Evden kovulan kadıncağız gece vakti kendine sığınacak bir kuytu ararken rast geldiği bir harabe evin avlusuna girmiş bir köşeye sinmiş. Gecenin bir yarısında bu harabeye yakın bir yerden Padişahın ganimetlerini taşıyan kervan geçiyormuş. Karanlıkta kervandan bir deve ayrılıp kadının sığındığı harabeye gelmiş. Avluya girip kadının başına dikilmiş.

      Kadın deveye bakmış hoş geldin hım, hım erenler.
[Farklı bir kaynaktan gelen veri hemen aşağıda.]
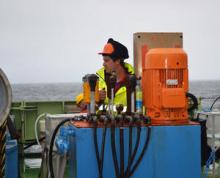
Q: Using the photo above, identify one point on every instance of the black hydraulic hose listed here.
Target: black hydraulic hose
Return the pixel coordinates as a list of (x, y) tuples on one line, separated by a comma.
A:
[(103, 147), (195, 101), (100, 159), (129, 148), (114, 154), (143, 151), (130, 161), (33, 143), (96, 148), (214, 103), (52, 143), (121, 152)]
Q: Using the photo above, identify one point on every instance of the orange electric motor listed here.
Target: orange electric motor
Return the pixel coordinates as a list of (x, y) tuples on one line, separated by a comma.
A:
[(165, 83)]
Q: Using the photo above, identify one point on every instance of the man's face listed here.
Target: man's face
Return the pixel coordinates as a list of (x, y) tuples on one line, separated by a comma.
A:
[(109, 64)]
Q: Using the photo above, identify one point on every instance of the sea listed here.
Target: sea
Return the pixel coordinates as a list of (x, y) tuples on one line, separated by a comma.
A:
[(207, 90)]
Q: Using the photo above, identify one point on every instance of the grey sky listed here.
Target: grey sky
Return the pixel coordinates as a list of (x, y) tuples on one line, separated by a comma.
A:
[(58, 41)]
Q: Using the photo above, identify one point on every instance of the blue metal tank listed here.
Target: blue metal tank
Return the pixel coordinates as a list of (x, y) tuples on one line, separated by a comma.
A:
[(173, 152)]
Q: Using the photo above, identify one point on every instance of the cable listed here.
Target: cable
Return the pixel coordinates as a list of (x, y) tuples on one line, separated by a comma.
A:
[(34, 142), (35, 127), (103, 147), (195, 102), (214, 103), (121, 152), (143, 151), (129, 149), (114, 155), (96, 149), (52, 144), (130, 161)]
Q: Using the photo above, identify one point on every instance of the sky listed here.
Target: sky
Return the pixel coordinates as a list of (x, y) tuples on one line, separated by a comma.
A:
[(49, 41)]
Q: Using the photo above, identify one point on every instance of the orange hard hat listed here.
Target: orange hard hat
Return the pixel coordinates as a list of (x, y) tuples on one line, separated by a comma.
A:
[(108, 49), (115, 50), (79, 98)]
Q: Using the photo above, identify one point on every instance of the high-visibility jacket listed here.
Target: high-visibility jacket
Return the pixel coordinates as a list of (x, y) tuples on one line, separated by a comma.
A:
[(120, 95)]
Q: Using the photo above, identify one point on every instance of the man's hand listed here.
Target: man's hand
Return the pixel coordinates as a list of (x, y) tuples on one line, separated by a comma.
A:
[(102, 95)]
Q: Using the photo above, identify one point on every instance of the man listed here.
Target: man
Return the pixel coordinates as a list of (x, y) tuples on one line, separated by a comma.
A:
[(114, 54)]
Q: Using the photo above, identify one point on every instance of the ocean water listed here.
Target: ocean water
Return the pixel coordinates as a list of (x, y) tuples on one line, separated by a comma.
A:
[(208, 90)]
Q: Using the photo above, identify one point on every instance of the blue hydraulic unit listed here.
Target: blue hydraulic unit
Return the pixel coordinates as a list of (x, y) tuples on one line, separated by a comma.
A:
[(170, 151), (113, 144)]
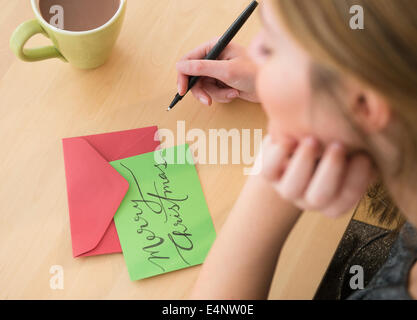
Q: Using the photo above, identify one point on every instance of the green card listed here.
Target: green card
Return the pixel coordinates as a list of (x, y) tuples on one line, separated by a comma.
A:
[(163, 222)]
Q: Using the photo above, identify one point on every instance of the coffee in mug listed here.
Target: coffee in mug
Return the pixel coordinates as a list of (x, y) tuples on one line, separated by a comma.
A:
[(78, 15), (83, 32)]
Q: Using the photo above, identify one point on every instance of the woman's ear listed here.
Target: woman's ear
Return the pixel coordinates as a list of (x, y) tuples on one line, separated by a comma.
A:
[(371, 111)]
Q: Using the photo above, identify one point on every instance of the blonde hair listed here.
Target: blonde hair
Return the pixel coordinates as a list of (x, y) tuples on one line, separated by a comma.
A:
[(383, 55)]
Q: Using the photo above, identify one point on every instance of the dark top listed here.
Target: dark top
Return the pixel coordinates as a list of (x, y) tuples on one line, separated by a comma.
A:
[(391, 281)]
Senide mi kocan kovdu da sokağa attı demiş. Deve kendi halinde geviş getirerekten başını sallayınca anladım, anladım seni bana bizim adam yolladı, beni bulda geriye getir diye demiş kalkıp devenin yularından tutmuş, düşmüş yola. Doğruca eve gelip kapıyı çalmış.

     Evin içinden oduncu bağırmış.”Kim bu gecenin yarısında kapıyı çalan, Karısı seslenmiş. Benim adam hani bana bulup gelsin diye hım, hım erenleri yollamışsın ya. O da beni buldu, beraber geldik.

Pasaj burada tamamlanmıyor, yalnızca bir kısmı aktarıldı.